In previous articles we reviewed the overall topic of management interfaces to Taps and NPBs and in subsequent chapters took a deep dive into the topics of Fault Management and Configuration Management. In this chapter we will focus on Software Management and its related topics. Subsequent chapters will cover other management topics including accounting, performance monitoring, security and remote access.
Software Management
For the purposes of this document we have decided to include several topics together under the heading of software management:
Booting – How the device boots up from power on or power cycle
Factory Reset – How to reset the software to a factory configuration
Software Updates – the software components and how each are updated
Backup and restore – how to backup the software and its related data so it can be reloaded to the box in the event of a corruption or rollback
General Software Guidelines
- Use commercial, supported software components wherever possible. Opensource is fine and may be preferred as long as there is forecast support in place for the lifetime of the product
- Use standards based behaviors (many of these are discussed below) to ensure compatibility and supportability. Standards based interfaces and behaviors are also more secure since they have been tested and scrutinized by the larger community.
Security Considerations
- Proprietary software and proprietary interfaces alone are not a sustainable form of security or protection for a product – while the hacker/attacker may not have an off the shelf cracking tool for a proprietary interface, it usually does not take much effort to scan and reverse engineer a proprietary system for attack.

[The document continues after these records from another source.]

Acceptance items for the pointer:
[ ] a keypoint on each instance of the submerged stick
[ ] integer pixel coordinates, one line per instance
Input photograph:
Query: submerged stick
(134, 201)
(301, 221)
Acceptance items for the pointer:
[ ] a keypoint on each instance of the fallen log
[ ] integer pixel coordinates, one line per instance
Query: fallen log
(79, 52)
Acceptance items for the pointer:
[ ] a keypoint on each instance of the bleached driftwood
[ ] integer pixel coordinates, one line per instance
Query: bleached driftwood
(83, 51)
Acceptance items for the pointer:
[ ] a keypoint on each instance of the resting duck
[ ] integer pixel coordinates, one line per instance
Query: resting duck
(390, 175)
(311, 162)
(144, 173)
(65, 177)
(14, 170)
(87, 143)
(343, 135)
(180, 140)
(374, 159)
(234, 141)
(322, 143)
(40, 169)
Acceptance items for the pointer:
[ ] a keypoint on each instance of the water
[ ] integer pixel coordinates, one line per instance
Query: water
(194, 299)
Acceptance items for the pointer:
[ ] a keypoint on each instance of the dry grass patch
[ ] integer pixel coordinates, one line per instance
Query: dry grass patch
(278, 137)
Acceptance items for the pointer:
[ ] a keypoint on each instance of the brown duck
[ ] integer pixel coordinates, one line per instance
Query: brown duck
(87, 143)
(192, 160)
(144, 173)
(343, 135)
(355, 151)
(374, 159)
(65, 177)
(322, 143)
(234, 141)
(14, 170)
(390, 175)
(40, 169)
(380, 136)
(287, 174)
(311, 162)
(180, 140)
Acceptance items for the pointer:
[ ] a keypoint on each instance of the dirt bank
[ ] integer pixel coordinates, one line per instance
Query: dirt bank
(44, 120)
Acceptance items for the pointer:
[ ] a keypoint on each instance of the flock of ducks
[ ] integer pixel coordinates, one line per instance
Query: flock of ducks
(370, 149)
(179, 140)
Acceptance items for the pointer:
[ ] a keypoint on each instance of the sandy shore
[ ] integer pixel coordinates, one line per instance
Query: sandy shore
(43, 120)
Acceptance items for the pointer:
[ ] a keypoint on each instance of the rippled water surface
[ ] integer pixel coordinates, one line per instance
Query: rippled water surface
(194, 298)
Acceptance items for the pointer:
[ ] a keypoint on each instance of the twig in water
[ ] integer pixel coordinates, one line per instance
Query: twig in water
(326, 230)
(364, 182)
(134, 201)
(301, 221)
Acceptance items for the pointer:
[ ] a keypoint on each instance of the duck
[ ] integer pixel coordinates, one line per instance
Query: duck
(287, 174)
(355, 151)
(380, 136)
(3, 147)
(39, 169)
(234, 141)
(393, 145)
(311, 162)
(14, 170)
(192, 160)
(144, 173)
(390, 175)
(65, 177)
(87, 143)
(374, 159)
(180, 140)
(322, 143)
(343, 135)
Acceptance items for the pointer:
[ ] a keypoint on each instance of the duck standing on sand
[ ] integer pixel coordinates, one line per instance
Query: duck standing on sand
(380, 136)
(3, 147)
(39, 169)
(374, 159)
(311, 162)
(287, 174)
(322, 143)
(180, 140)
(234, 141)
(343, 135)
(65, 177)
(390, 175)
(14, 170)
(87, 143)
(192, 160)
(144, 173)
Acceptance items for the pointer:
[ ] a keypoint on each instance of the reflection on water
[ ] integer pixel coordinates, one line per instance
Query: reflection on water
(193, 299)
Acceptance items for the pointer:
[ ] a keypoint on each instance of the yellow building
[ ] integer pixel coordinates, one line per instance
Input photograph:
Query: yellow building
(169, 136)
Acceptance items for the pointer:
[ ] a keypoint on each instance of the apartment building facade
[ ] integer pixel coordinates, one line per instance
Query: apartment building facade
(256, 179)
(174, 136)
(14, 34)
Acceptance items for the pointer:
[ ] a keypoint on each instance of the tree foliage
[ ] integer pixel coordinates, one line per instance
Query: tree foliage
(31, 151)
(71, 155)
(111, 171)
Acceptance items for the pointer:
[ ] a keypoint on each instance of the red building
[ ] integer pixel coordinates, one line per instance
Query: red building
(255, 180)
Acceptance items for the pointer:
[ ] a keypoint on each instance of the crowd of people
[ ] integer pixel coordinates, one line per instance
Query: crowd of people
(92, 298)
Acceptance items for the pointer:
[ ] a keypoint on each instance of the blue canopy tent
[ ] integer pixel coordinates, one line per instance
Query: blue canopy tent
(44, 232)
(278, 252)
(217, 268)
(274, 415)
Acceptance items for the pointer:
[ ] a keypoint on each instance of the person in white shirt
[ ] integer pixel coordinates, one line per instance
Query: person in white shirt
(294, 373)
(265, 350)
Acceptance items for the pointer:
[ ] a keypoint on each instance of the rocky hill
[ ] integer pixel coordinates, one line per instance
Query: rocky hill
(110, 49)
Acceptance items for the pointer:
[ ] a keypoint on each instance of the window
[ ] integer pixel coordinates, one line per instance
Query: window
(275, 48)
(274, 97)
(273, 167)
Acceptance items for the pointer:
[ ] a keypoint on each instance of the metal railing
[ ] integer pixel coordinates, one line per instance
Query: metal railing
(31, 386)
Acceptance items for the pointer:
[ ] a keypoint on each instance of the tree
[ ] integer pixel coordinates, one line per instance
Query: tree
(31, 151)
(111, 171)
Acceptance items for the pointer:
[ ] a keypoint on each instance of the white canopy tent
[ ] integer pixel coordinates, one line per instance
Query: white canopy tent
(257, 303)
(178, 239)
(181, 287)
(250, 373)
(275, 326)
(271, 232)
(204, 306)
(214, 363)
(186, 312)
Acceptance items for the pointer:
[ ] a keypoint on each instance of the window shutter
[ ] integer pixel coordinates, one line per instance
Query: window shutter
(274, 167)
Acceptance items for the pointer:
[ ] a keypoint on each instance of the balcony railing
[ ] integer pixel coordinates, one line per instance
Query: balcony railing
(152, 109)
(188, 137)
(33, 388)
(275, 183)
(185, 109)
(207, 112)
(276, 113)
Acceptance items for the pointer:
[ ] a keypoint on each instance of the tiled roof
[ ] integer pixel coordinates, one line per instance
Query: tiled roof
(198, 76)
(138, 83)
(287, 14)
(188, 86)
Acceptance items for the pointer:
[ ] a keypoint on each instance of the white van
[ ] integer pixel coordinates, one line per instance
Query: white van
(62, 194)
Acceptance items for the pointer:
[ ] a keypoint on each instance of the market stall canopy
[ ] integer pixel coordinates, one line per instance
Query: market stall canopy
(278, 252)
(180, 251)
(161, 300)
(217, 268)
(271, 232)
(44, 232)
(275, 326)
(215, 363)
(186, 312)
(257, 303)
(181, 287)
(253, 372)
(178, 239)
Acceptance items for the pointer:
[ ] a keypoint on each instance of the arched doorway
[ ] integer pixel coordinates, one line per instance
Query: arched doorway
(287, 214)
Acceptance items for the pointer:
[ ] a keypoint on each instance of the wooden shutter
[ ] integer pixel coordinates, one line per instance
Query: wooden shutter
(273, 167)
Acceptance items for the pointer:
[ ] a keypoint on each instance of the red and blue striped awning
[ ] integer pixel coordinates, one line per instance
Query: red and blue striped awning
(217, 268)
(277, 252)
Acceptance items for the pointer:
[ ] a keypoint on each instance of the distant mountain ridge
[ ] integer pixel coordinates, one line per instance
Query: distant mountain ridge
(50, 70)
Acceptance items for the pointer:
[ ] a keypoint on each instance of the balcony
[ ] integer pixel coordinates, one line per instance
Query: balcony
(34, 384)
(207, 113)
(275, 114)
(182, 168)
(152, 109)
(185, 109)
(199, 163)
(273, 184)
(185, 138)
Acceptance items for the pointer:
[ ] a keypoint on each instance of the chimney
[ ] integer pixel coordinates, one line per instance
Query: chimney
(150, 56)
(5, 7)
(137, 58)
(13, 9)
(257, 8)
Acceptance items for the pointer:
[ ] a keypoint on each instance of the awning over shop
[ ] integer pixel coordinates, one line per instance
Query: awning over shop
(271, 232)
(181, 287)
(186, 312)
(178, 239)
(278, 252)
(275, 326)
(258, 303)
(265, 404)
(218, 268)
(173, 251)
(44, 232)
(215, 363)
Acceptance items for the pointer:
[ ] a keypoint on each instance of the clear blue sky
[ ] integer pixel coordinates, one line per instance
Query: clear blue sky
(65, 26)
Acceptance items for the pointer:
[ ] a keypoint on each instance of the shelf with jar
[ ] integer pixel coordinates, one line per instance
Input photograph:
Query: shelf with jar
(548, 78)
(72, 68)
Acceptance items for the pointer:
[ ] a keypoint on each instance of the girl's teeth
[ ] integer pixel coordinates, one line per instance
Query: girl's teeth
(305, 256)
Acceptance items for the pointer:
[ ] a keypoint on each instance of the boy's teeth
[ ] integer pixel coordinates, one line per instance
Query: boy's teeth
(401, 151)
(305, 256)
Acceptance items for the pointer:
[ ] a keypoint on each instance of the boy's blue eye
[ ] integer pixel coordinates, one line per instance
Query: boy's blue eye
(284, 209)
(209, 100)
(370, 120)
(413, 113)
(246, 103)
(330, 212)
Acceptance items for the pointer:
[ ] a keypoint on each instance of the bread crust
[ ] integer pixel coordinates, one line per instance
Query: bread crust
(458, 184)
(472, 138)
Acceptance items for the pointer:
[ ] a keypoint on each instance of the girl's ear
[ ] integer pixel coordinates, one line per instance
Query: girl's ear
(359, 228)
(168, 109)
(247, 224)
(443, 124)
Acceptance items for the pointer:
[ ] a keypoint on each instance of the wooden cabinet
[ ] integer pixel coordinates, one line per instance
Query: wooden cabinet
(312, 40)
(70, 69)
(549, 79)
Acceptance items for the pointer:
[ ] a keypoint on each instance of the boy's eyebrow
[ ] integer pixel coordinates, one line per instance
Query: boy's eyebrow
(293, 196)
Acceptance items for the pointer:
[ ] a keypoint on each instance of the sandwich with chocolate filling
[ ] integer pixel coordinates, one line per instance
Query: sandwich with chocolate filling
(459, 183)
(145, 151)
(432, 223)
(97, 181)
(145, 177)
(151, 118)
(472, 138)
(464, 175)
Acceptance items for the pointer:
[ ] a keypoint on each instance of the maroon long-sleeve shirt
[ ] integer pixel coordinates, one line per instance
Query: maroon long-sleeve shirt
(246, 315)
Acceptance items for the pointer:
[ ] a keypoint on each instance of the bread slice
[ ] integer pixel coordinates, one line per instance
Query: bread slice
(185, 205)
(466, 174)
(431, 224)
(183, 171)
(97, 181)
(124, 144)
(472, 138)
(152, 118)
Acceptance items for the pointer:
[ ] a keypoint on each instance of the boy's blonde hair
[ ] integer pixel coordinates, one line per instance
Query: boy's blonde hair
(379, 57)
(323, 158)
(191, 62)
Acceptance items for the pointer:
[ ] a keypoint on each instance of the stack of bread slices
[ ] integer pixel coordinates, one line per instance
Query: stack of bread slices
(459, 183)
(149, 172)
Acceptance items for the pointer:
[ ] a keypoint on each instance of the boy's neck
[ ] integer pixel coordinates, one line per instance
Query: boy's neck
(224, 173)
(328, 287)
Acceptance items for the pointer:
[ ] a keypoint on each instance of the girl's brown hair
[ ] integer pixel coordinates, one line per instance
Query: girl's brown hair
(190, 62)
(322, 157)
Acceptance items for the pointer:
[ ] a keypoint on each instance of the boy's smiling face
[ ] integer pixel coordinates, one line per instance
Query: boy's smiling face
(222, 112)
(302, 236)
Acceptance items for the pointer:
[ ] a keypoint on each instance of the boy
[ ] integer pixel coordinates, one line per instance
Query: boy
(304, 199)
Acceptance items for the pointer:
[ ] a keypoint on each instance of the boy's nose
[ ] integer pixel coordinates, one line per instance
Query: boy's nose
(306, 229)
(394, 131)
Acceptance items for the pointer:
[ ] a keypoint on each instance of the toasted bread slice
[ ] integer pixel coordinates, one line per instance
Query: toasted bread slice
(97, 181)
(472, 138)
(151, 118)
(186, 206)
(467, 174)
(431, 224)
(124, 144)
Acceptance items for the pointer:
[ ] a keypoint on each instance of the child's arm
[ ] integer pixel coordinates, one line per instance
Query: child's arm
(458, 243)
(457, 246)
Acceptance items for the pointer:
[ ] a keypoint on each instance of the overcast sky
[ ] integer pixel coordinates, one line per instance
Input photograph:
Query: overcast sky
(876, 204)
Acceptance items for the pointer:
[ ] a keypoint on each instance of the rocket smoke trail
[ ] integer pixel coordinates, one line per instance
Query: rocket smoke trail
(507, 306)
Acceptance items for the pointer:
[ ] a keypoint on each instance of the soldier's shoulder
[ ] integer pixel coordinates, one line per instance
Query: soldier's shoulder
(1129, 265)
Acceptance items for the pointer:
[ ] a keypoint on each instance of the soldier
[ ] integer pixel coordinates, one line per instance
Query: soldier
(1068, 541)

- Software images and backups and configuration data backups should be version tagged, encrypted and include integrity verification data. All files imported to a box including software updates and backups need to be integrity checked before being processed. This is needed to prevent corruption or hacking of the software or data when stored outside of the box.
- These will be discussed more in a later chapter dedicated to security considerations
Booting
There are several methods to use to initially bootstrap and configure a device on the initial power cycle. The most common ones are:
- Bootp – Bootstrap Protocol – assigns a device an initial IP address on bootup but also shares the address of the bootp server and a software image server that can be used to download the initial device software and/or configuration
- DHCP – Dynamic Host Configuration Protocol – is a newer and more sophisticated way to assign IP addresses to a box and can also communicate information about software image locations and configuration data to the device. DHCP can provide many network configuration parameters to device including location of its configuration and software images but also network service information such as time servers, name servers, routers, etc.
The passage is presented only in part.